For Breedr (mature codebase), AI assistance proved most valuable for code review, refactoring suggestions, and documentation generation. The AI’s ability to understand complex existing codebases and suggest improvements without breaking established patterns was particularly impressive.
The key insight: AI tools adapt to different development phases and project maturity levels. The trick is recognising which type of assistance will be most valuable for the specific context you’re working in.
Technical Leadership in the AI Era
From a technical leadership perspective, this week highlighted how AI tools are reshaping team dynamics and individual contributor experiences. The frontend team’s knowledge sharing session revealed that everyone is experimenting with different AI workflows, but few have systematic approaches to maximising their effectiveness.
Emerging Patterns:
- Code Generation: Moving from “can AI write this?” to “how can AI help me explore different implementation approaches?”

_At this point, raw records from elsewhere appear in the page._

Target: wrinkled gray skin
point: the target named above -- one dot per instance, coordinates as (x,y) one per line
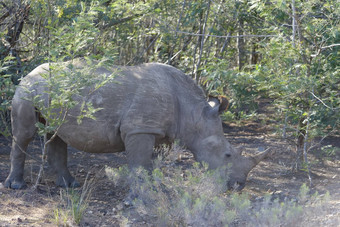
(146,105)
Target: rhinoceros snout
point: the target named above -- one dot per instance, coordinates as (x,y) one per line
(236,185)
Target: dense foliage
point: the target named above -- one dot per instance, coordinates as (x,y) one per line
(284,51)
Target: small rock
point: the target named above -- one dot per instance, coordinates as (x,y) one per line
(127,203)
(120,207)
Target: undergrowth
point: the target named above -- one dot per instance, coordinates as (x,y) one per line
(72,205)
(174,195)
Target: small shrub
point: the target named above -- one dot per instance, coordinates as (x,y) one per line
(175,195)
(73,205)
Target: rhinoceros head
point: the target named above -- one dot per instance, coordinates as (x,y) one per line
(212,147)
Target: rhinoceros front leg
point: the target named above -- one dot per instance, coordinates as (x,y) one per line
(139,149)
(15,179)
(57,159)
(23,129)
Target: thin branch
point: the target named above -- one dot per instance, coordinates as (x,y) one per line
(323,102)
(225,36)
(330,46)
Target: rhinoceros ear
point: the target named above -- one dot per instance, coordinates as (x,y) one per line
(219,103)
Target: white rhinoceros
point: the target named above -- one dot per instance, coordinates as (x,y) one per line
(142,107)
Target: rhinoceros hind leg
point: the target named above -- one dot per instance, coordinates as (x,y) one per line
(57,159)
(139,149)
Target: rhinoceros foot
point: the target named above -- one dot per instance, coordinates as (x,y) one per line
(68,182)
(15,183)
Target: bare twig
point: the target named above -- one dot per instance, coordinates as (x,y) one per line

- Review Processes: AI-assisted code review as a complement to human review, not a replacement
- Learning Acceleration: Using AI to quickly understand unfamiliar codebases or technologies
- Documentation: Automated generation of technical documentation from code comments and commit messages
The most successful engineers aren’t necessarily those using the most sophisticated AI tools, but those who’ve developed clear workflows for when and how to leverage AI assistance.
The Practical Philosophy
One of the most valuable realisations this week was about the relationship between philosophical approaches and practical engineering decisions. Beginner’s mind isn’t about discarding experience—it’s about holding that experience lightly enough that it doesn’t constrain fresh perception.
When building VoidNote, my React Native experience informed technical choices without dictating user experience decisions. When improving Breedr’s codebase, knowledge of established patterns guided refactoring without preventing exploration of alternative approaches.
The AI article’s perspective on professional software development resonated here: “Professional software developers are in the business of solving practical problems for people with code. We are not, in our day jobs, artisans.”
This doesn’t diminish the craft aspects of engineering, but it provides helpful perspective on when perfectionism serves users and when it serves only our own preferences.
Looking Forward
As we move into week four, I’m carrying forward several key insights:
Tool Building vs Problem Solving: The best engineering solutions often emerge from questioning whether we’re building the right thing, not just building things right.
AI as Thought Partner: LLMs are most valuable when they accelerate the exploration of ideas, not when they automate the generation of predetermined solutions.
Sustainable Innovation: The most impactful changes often come from consistent application of fresh perspectives to familiar problems, rather than dramatic architectural overhauls.
Team Learning: Creating space for knowledge sharing and experimentation is essential for teams adapting to rapidly evolving tooling and practices.
Next week promises continued iteration on both projects, plus the inevitable emergence of new challenges that will test these philosophical approaches against practical constraints. The goal isn’t to solve every problem with fresh eyes, but to maintain enough beginner’s mind that we notice when established patterns are limiting rather than helping.
Remember: the most profound engineering insights often come from asking simple questions that everyone assumes have obvious answers. This week reinforced that curiosity remains our most powerful debugging tool.